I’m on solo and my mission is simple: prevent WW3. Trust me, it’s a lot different from Call of Duty……mmm I haven’t played other games. I’m on a snow covered mountain area in Russia. About 3 decades ago Russia made a portable silo for ballistic missiles. I don’t remember what they actually called it. But some info was available for the public. Nobody really cared much. But I did. I was born in the 90s and as a teenager, I was really gung-ho about it. The public was only given a teaser and my enthusiasm slowly died.
Mother Russia had focused a lot of her resources developing their “god of war”. I spent the last 10 hrs scavenging info and my command station had also gathered valuable info. According to what I gathered, the weapon is codenamed “Split Ark”. They sure did make it sound like some gene bank. But it’s actually threatening to wipe out NYC.
I always wanted to be a hero and save the world from the next world war. Now carrying the weight of the world, all I have to say is war epics aren’t very different from fairy tales. Those fairy tales gave me such a cute rosy image of the world. I thought I’d be a world famous knight when I grow up. Well my mom said I’d be a princess. Then she said a great lady, and then a well brought up woman, an earnest student, hardworking independent girl with a stable job…… [I just can’t take…..have to take in…] I saw two mercenaries on guard duty. I sedated them and dragged them into a nice hidden place.

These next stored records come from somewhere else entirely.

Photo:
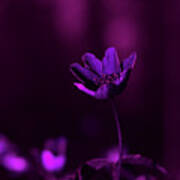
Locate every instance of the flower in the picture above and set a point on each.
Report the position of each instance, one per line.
(15, 163)
(103, 79)
(53, 156)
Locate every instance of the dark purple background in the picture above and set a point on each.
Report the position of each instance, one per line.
(39, 39)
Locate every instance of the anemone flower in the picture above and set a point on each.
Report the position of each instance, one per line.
(103, 79)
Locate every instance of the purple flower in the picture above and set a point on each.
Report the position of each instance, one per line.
(53, 157)
(15, 163)
(103, 79)
(51, 162)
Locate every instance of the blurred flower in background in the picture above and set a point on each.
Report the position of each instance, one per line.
(53, 156)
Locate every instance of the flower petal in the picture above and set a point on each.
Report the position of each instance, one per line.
(91, 60)
(111, 62)
(84, 89)
(129, 62)
(82, 74)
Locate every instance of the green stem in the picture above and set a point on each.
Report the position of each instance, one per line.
(114, 107)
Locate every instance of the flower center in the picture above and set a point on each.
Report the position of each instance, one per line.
(106, 79)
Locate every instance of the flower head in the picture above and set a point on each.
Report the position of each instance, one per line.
(103, 79)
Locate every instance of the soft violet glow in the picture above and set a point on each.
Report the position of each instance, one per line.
(113, 155)
(3, 145)
(15, 163)
(141, 178)
(51, 162)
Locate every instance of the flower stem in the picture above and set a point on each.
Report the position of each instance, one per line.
(114, 107)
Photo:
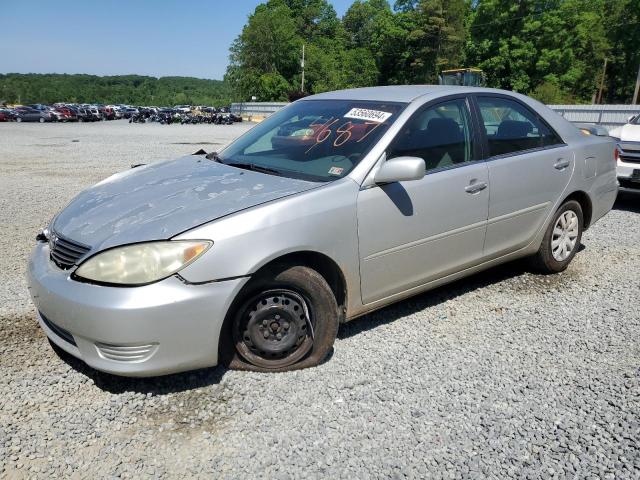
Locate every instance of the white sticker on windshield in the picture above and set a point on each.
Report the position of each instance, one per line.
(369, 115)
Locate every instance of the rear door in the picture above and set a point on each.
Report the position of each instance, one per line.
(529, 168)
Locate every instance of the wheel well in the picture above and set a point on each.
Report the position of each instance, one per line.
(322, 264)
(585, 202)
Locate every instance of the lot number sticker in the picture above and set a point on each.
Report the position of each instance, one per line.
(368, 115)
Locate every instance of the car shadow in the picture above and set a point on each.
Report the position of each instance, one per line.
(163, 385)
(628, 202)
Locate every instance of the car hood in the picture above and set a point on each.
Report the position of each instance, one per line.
(627, 133)
(161, 200)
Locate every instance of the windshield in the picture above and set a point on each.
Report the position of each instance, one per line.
(317, 140)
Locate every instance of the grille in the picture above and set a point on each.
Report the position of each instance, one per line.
(126, 353)
(64, 252)
(59, 331)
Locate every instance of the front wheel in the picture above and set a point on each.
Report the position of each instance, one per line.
(561, 240)
(286, 319)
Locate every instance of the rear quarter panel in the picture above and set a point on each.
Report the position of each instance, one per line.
(595, 173)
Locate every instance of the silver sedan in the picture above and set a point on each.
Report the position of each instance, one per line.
(337, 205)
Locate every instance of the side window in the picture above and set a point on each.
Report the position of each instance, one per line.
(440, 135)
(511, 127)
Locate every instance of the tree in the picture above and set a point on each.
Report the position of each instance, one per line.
(266, 52)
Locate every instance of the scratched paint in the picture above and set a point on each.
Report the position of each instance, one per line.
(161, 200)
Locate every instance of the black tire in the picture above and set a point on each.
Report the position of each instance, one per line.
(263, 334)
(544, 261)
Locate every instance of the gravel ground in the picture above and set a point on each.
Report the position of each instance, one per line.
(504, 374)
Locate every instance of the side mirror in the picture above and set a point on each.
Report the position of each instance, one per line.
(400, 169)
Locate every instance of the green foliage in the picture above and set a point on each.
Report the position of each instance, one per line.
(551, 94)
(127, 89)
(552, 49)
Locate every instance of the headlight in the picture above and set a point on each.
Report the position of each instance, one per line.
(143, 262)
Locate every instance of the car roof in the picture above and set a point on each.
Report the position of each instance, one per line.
(411, 93)
(399, 93)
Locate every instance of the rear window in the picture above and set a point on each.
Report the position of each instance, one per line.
(512, 128)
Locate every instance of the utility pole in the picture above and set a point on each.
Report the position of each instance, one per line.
(302, 65)
(604, 71)
(636, 93)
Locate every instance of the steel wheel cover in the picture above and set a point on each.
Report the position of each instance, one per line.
(565, 235)
(274, 329)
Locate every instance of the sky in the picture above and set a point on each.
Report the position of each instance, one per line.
(116, 37)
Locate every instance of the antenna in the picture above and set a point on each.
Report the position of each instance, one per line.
(302, 65)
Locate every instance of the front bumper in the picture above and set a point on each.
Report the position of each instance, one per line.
(166, 327)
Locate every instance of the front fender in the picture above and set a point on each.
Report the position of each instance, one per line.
(321, 220)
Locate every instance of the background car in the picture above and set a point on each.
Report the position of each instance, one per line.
(628, 154)
(7, 115)
(28, 114)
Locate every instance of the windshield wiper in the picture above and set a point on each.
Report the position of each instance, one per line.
(255, 168)
(213, 156)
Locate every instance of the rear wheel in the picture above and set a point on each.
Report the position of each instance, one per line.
(561, 240)
(286, 319)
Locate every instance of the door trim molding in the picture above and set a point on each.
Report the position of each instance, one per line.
(422, 241)
(517, 213)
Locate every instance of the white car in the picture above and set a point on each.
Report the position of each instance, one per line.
(628, 154)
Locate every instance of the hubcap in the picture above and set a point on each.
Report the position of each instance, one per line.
(565, 235)
(274, 329)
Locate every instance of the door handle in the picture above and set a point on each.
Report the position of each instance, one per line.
(475, 187)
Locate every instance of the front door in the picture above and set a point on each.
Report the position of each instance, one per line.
(413, 232)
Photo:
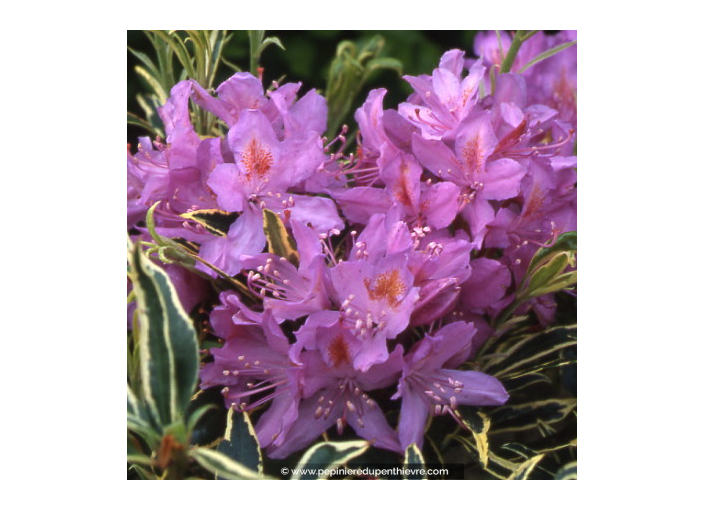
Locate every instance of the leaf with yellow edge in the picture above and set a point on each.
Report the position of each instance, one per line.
(279, 241)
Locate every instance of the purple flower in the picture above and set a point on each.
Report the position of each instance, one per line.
(254, 364)
(430, 386)
(443, 100)
(334, 392)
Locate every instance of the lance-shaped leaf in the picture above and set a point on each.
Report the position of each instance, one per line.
(525, 469)
(478, 423)
(567, 472)
(278, 238)
(168, 345)
(215, 221)
(514, 418)
(414, 460)
(222, 466)
(565, 242)
(547, 53)
(327, 456)
(531, 351)
(240, 442)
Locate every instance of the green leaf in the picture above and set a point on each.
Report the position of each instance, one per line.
(547, 54)
(545, 278)
(525, 469)
(222, 466)
(385, 63)
(532, 350)
(514, 418)
(414, 460)
(240, 442)
(567, 472)
(268, 41)
(278, 238)
(328, 456)
(168, 344)
(178, 46)
(564, 242)
(150, 105)
(215, 221)
(138, 121)
(478, 424)
(154, 83)
(564, 281)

My eyes were wet and I felt a great anger. Now at least I can release all of it on these two… For all the traumas I had as a child I gave those two some good payback. I kept on punching them till my hands hurt and they bleed to death.

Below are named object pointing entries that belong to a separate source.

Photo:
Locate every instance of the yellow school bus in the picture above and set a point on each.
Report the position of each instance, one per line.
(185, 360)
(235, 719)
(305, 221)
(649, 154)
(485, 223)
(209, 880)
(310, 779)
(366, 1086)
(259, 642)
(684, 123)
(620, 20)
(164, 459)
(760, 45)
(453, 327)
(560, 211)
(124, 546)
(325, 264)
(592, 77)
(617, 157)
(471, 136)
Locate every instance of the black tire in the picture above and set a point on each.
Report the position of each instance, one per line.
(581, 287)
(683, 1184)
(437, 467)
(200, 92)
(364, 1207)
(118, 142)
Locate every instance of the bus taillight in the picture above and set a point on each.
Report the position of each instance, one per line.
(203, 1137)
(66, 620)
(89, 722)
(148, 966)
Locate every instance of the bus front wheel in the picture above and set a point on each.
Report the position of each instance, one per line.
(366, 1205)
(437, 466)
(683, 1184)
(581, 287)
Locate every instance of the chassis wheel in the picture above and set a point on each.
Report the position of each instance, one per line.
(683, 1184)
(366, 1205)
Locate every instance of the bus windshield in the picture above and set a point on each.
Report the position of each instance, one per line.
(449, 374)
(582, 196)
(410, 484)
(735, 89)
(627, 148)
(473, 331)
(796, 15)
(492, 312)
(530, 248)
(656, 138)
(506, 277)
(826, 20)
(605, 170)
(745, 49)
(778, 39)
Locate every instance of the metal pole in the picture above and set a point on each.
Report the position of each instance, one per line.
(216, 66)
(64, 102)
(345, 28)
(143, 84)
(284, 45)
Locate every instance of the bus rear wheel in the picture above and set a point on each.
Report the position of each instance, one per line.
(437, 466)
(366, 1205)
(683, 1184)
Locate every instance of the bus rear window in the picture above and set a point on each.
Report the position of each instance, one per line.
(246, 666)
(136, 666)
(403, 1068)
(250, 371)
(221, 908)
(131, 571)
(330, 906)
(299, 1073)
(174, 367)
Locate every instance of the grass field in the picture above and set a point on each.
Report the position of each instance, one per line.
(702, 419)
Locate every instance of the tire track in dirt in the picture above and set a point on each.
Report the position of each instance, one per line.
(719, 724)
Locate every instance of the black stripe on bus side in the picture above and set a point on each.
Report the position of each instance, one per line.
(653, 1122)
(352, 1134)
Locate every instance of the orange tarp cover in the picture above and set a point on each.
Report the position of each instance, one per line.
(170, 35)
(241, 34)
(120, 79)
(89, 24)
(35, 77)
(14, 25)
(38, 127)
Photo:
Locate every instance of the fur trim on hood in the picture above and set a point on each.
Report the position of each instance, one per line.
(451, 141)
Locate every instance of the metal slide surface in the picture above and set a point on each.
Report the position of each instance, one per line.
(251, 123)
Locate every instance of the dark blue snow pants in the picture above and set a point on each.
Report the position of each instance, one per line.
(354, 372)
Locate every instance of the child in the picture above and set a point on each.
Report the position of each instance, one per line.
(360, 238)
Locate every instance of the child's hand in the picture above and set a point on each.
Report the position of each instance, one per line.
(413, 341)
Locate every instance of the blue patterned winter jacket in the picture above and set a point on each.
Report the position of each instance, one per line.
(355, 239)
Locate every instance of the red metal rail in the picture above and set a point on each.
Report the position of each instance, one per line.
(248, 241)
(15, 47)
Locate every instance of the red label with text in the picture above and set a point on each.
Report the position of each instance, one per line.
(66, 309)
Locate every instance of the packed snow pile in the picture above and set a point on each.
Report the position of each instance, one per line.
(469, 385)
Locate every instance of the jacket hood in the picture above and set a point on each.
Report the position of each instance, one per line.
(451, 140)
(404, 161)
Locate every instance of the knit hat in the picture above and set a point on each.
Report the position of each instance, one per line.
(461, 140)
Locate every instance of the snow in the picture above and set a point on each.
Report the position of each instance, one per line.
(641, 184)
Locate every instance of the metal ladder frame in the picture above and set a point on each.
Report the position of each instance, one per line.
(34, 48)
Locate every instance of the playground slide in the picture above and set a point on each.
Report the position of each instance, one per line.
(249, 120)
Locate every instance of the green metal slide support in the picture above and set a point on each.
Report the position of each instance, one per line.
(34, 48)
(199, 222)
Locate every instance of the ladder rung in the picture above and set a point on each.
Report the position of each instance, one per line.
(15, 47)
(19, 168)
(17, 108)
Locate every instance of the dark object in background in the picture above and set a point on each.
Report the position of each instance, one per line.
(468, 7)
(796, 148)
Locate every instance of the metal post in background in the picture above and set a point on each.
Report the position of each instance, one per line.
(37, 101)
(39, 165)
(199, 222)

When I was small I was treated like a princess. I was given everything. Then I was treated as a lady; Then a student. While I was in high school I learned what it meant to be a soldier. I was given everything…… as long as it was required for my function called studying. I was like my parent’s manager. If their investments don’t pay off well, things get problematic for me.
At that time I slowly started chasing my dreams. I was asked to study well, work hard and get a good job. But I wanted to be a hero…a heroine. I was wishing the world would fall apart so that I can go and save it. I wanted to be a part of something like GI Joe. I wanted to be like an action star from the 80s or90s. That’s when I was called a hopeless kid, bad student, bad example. Then everyone said I’d be the black mark of the family. Then my own mom who said that I’d be a princess, degraded me saying that I’d be a transgender When I grow up! The contradiction between the real stiff and what kids are told is even worse when it comes to war.